Colpocephaly with seizure disorder in an adult- report of a rare case

Prinka Arora; Kumar Mahesh

doi:10.30834/KJP.35.1.2022.304

Authors

Prinka Arora Assistant Professor. Department of Psychiatry, Dr.Baba Saheb Ambedkar Medical College& Hospital, Delhi
Mahesh Kumar Associate Professor. Department of Psychiatry, Dr.Baba Saheb Ambedkar Medical College& Hospital, Delhi.

DOI:

https://doi.org/10.30834/KJP.35.1.2022.304

Abstract

Colpocephaly is a congenital abnormality in the ventricular system of the brain.
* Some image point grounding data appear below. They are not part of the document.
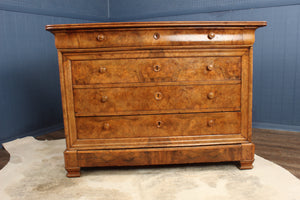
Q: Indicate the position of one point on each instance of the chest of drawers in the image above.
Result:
(154, 93)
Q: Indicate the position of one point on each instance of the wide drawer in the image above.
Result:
(155, 70)
(153, 37)
(163, 99)
(158, 125)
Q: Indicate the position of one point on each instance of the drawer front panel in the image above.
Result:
(158, 125)
(156, 70)
(153, 37)
(133, 100)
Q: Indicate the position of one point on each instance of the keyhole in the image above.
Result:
(158, 96)
(158, 124)
(156, 68)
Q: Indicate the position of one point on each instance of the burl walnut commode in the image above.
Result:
(154, 93)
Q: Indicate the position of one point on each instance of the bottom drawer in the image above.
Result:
(158, 125)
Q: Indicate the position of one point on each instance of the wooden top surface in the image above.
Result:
(254, 24)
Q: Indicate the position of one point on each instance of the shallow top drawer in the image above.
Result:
(152, 37)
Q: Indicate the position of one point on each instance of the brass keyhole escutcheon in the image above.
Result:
(156, 36)
(104, 99)
(210, 67)
(100, 37)
(210, 95)
(158, 124)
(102, 70)
(106, 126)
(156, 68)
(211, 35)
(158, 96)
(210, 123)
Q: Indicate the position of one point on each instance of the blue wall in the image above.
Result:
(29, 81)
(276, 76)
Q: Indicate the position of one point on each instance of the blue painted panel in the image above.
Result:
(276, 73)
(124, 10)
(29, 77)
(77, 9)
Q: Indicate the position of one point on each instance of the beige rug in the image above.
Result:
(36, 171)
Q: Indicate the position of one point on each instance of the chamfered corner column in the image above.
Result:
(247, 156)
(71, 163)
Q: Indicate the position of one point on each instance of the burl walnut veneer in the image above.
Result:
(153, 93)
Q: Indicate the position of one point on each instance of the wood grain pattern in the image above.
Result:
(162, 99)
(155, 70)
(158, 125)
(158, 156)
(186, 24)
(156, 93)
(138, 38)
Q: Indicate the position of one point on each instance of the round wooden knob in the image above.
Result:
(210, 123)
(156, 36)
(210, 67)
(100, 37)
(106, 125)
(158, 96)
(210, 95)
(104, 99)
(211, 35)
(158, 124)
(156, 68)
(102, 70)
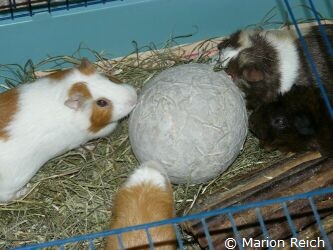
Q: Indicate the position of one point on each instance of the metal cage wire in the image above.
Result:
(14, 10)
(229, 212)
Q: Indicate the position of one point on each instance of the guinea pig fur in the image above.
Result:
(266, 63)
(295, 122)
(52, 115)
(145, 197)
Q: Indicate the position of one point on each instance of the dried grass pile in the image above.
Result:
(72, 194)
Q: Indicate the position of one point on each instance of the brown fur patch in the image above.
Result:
(114, 79)
(8, 108)
(81, 88)
(59, 75)
(86, 67)
(141, 204)
(100, 117)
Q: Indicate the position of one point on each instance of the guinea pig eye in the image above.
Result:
(102, 103)
(279, 122)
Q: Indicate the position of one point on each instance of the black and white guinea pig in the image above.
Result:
(266, 63)
(295, 122)
(52, 115)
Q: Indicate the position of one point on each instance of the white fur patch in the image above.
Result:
(288, 58)
(147, 174)
(44, 127)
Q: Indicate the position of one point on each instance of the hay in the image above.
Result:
(72, 194)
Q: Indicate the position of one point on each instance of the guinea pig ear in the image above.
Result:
(86, 67)
(77, 96)
(252, 74)
(75, 101)
(304, 125)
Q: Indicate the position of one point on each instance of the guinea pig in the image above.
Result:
(266, 63)
(295, 122)
(145, 197)
(52, 115)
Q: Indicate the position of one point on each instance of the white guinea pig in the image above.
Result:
(145, 197)
(52, 115)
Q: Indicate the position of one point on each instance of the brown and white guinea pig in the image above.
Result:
(295, 122)
(145, 197)
(52, 115)
(266, 63)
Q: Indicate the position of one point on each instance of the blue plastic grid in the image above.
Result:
(230, 211)
(30, 8)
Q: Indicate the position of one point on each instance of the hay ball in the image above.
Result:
(191, 119)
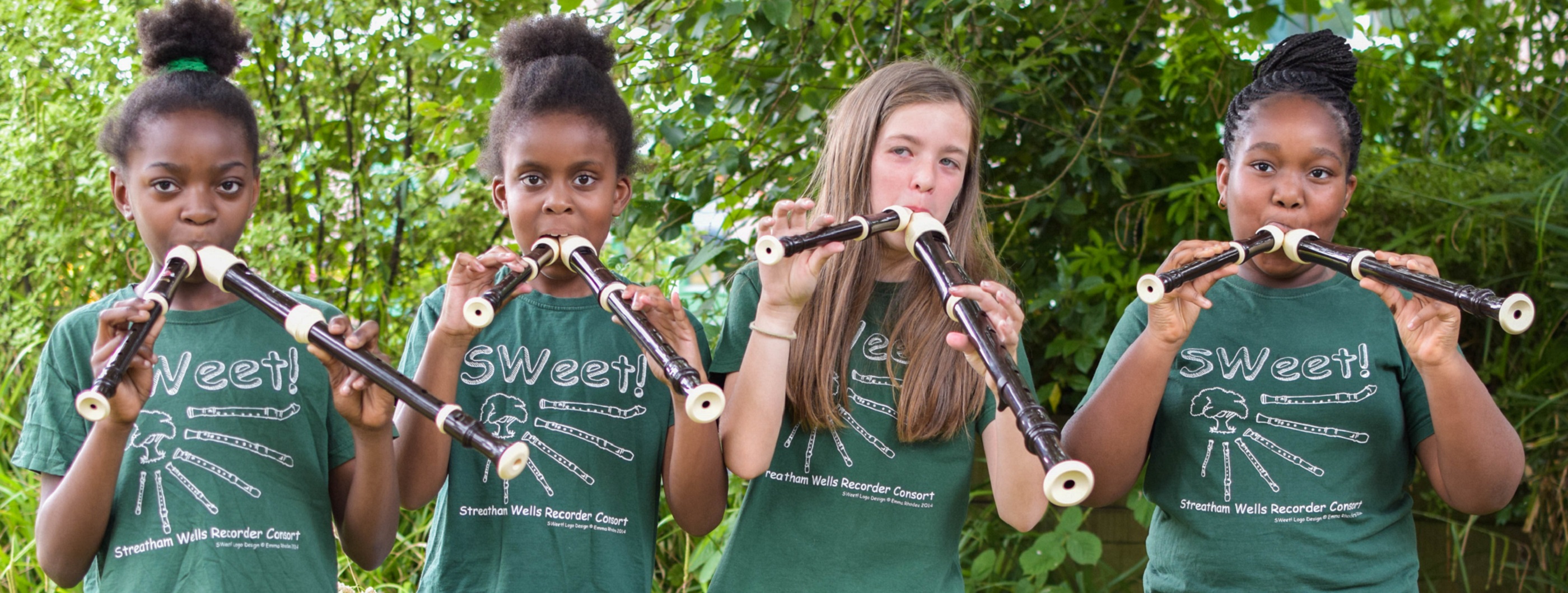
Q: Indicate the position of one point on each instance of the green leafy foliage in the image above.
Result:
(1101, 136)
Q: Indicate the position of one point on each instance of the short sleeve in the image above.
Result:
(745, 291)
(1413, 398)
(52, 432)
(1132, 322)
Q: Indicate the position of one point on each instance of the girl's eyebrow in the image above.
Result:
(171, 167)
(916, 142)
(1327, 153)
(183, 169)
(1316, 151)
(538, 165)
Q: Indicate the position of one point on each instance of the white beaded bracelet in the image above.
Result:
(791, 336)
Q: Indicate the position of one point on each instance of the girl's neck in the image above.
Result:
(893, 264)
(1313, 275)
(560, 283)
(195, 294)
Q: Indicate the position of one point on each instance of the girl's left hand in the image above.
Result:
(1007, 319)
(363, 404)
(1427, 327)
(669, 319)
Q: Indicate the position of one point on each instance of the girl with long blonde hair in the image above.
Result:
(855, 404)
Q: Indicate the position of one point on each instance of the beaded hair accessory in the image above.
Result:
(183, 65)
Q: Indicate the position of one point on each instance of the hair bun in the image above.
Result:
(206, 30)
(528, 41)
(1319, 52)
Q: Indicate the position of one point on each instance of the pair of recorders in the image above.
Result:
(1514, 312)
(93, 404)
(308, 325)
(1068, 480)
(1153, 288)
(704, 402)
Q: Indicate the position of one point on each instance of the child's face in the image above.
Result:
(190, 179)
(921, 156)
(560, 179)
(1290, 169)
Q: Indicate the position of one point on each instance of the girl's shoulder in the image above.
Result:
(87, 314)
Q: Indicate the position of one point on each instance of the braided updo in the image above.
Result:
(204, 34)
(1314, 65)
(557, 65)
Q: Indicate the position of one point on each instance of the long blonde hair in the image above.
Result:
(938, 393)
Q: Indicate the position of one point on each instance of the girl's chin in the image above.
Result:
(1275, 265)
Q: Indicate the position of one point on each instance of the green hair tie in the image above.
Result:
(193, 65)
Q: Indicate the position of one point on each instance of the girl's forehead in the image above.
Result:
(1292, 122)
(192, 136)
(559, 136)
(943, 123)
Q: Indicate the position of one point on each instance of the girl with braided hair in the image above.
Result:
(226, 457)
(552, 369)
(1294, 404)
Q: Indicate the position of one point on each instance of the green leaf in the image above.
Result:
(1045, 556)
(982, 567)
(1071, 517)
(1132, 96)
(1084, 548)
(777, 12)
(488, 83)
(703, 104)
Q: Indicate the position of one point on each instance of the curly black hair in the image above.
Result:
(557, 65)
(204, 30)
(1316, 65)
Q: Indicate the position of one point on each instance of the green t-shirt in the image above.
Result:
(562, 377)
(853, 509)
(225, 479)
(1283, 445)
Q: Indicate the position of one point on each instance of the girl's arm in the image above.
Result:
(1471, 443)
(421, 449)
(73, 512)
(752, 419)
(365, 488)
(694, 470)
(1110, 433)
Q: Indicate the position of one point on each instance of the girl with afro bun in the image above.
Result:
(552, 369)
(1282, 407)
(226, 457)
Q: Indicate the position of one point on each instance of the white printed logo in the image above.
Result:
(156, 427)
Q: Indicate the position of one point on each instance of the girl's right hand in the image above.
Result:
(1172, 317)
(789, 284)
(137, 383)
(469, 278)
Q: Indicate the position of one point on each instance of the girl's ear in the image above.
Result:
(254, 192)
(499, 195)
(1222, 178)
(116, 187)
(623, 195)
(1351, 190)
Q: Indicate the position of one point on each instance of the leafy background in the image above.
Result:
(1101, 134)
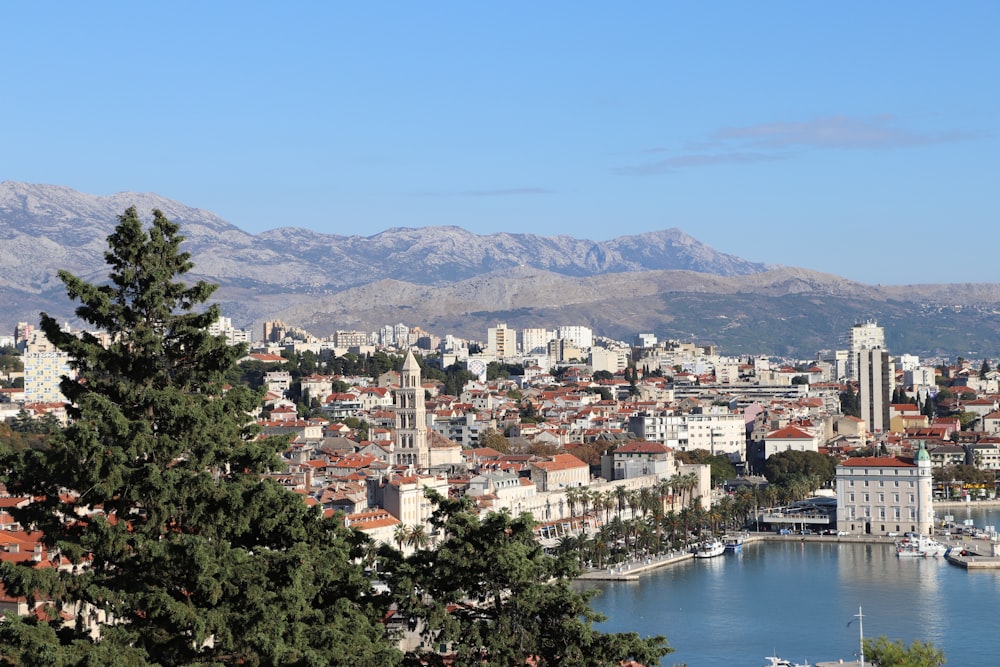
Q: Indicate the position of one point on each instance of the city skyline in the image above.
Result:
(842, 139)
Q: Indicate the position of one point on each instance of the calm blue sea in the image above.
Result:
(795, 600)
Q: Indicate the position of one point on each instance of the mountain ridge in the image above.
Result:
(453, 280)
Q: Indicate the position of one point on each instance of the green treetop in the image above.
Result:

It is a rare anatomic finding in the brain characterized by occipital horns that are disproportionately enlarged compared to other parts of the lateral ventricles. The radiological diagnosis is usually made in the perinatal period and early childhood. The patient usually suffers from mental retardation, seizures and delayed motor milestones in early childhood and presents other congenital anomalies like meningomyelocele. Adult cases of colpocephaly have rarely been reported. This case report describes a case of a 21 year old man who presented with epileptic seizures occurring for the last three years. Nothing significant was found on the physical and mental state examination. His EEG was unremarkable. His CT Scan revealed Colpocephaly with dysgenetic corpus callosum with intracerebral lipoma. The patient was put on antiepileptics and his epileptic seizures resolved.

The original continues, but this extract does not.